Jung Eun-seung, head of the foundry business at Samsung Electronics, delivers a keynote speech at Samsung Foundry Forum 2019 in Tokyo on Wednesday. [photo by Samsung Elec]


But the company failed to move forward onwards, with its share slipping to 18 percent during the April to June period, while that of TSMC edged up to 49.2 percent from 48.1 percent.


Conflict of interests due to Samsung Electronics’ complicate line of businesses still discourages many hardware makers in direct rivalry with the Korean tech giant from placing orders for their power chips.
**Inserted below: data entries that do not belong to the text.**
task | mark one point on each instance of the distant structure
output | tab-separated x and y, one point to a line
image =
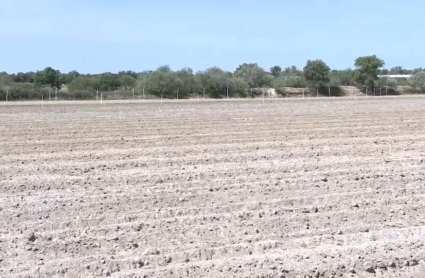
395	76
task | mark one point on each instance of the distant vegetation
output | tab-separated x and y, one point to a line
213	82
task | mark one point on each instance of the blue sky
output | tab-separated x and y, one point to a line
93	36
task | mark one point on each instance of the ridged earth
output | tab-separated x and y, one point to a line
316	188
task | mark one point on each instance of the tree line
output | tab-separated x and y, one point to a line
246	81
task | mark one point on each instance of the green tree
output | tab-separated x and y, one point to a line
367	69
254	76
48	77
316	73
191	84
215	81
127	81
69	77
341	77
84	83
275	71
417	81
5	80
162	82
109	82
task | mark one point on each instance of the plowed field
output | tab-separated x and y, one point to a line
316	188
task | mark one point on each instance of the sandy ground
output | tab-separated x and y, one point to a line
329	188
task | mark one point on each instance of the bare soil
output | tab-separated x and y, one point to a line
315	188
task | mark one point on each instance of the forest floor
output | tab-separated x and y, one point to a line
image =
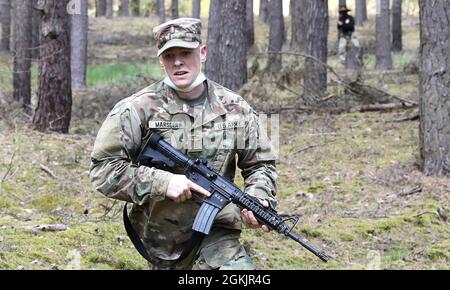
352	178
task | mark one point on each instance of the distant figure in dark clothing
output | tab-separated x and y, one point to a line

Apple for one would choose TSMC over Samsung for its processor chips as it is locked in direct competition for premium phones with the Korean company.


To cement its top position, TSMC recently ramped up investment in extreme ultraviolet (EUV)-based process, the cutting-edge technology that Samsung Electronics has been nurturing as its future growth engine.


To make matters worse, concerns are rising that Samsung’s EUV business would suffer from the recent trade conflict between Korean and Japan as the EUV resists are subject to Japan’s export controls. Despite these worries, TrendForce predicted Samsung’s sales from foundry business this year would increase 3.3 percent from a year ago.